On February 15, 2010, Brian Koenig announced on Luna Mortis' MySpace page that the band had been dissolved and the members would be going their separate ways. On February 11, 2013, the band announced through their Facebook profile that they would reunite in 2013, planning festival appearances and new material. However, after only two shows, the members once again parted ways.

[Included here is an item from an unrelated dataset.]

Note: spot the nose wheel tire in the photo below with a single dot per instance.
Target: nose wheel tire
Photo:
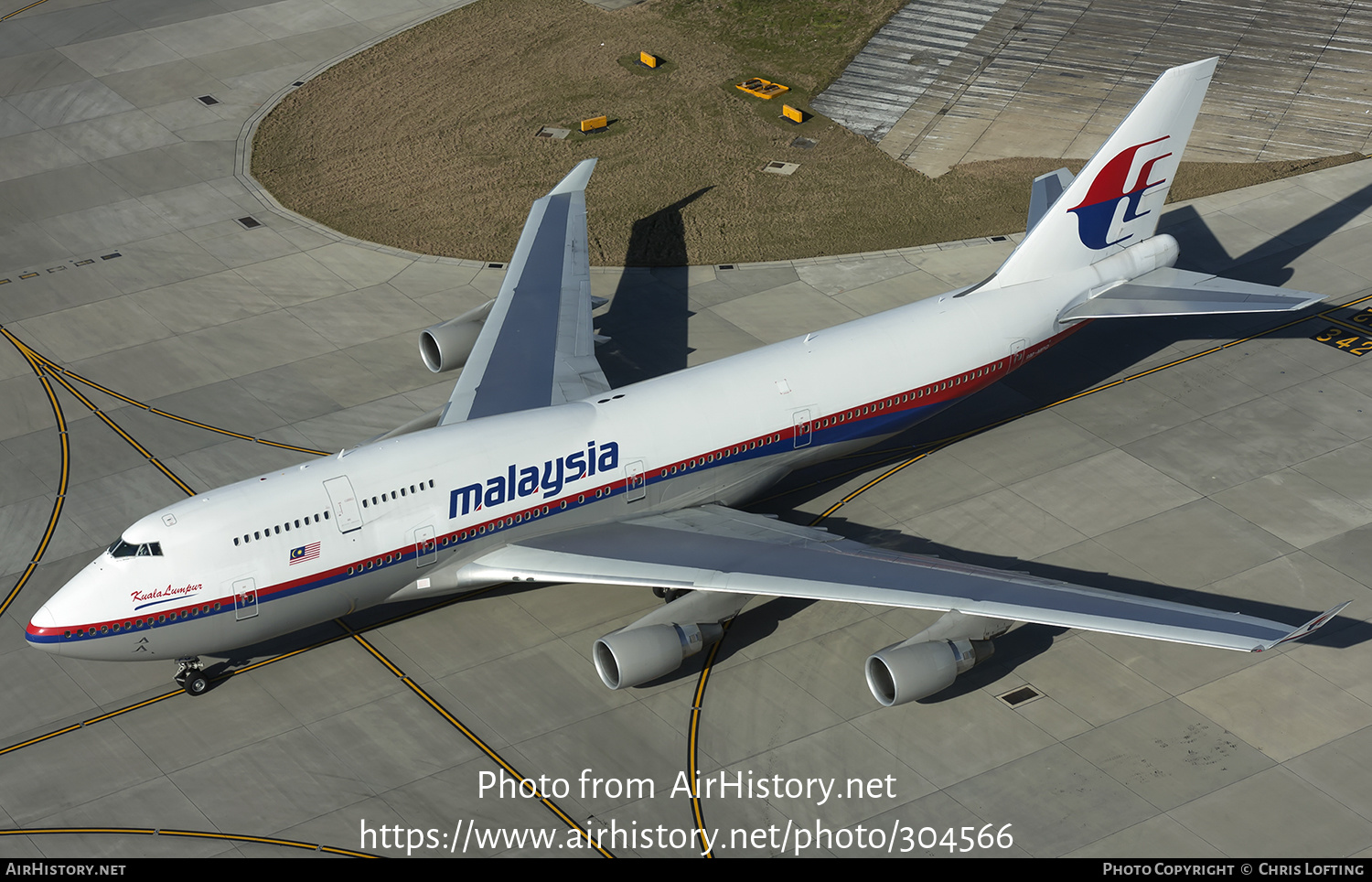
(191, 678)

In 2015, vocalist Mary Zimmer joined the band White Empress, a new project created by former Cradle of Filth guitarist Paul Allender. Around the same time, guitarist Brian Koenig joined the band Lords of the Trident. Mary later became the singer for a band called Santa Marta.

==Musical style==
Luna Mortis' musical style has been variously described as melodic death metal, power metal, progressive metal, and thrash metal. The band's vocal style is characterized by Mary Zimmer's use of clean vocals and growled vocals. Brian Koenig, the band's principal songwriter, stated some of his influences were Dream Theater, Joe Satriani, Megadeth, Metallica, Yngwie Malmsteen, and classical music. Mary Zimmer stated some of her influences were At the Gates and Carcass.

==Members==
===Final lineup===
- Mary Zimmer – Vocals
- Brian Koenig – Guitar
- Cory Scheider – Guitar
- Jacob Bare – Bass
- Erik Madsen – Drums

===Previous members===
- Todd Olson - Guitar, Vocals
- Brad Lupo - Guitar
- Paul Kline - Guitar
- Nick Conti - Bass
- Zack Zweifel - Drums
- Dusty Weis - Drums

===Session members===
- Frank Grullon - Guitar (Sessions only)
- Brian Loomis – drum kit on Way of the Blade

===Live members===
- Chad Novell - Bass
- Adam Maltby - Drums

==Discography==
- Twice Demo (2002)
- Curse of the Sun EP (2004)
- Way of the Blade (2006)
- The Answer: Does Not Exist EP (2008)
- The Absence (2009)

Works prior to The Absence were released under the band's former name, The Ottoman Empire.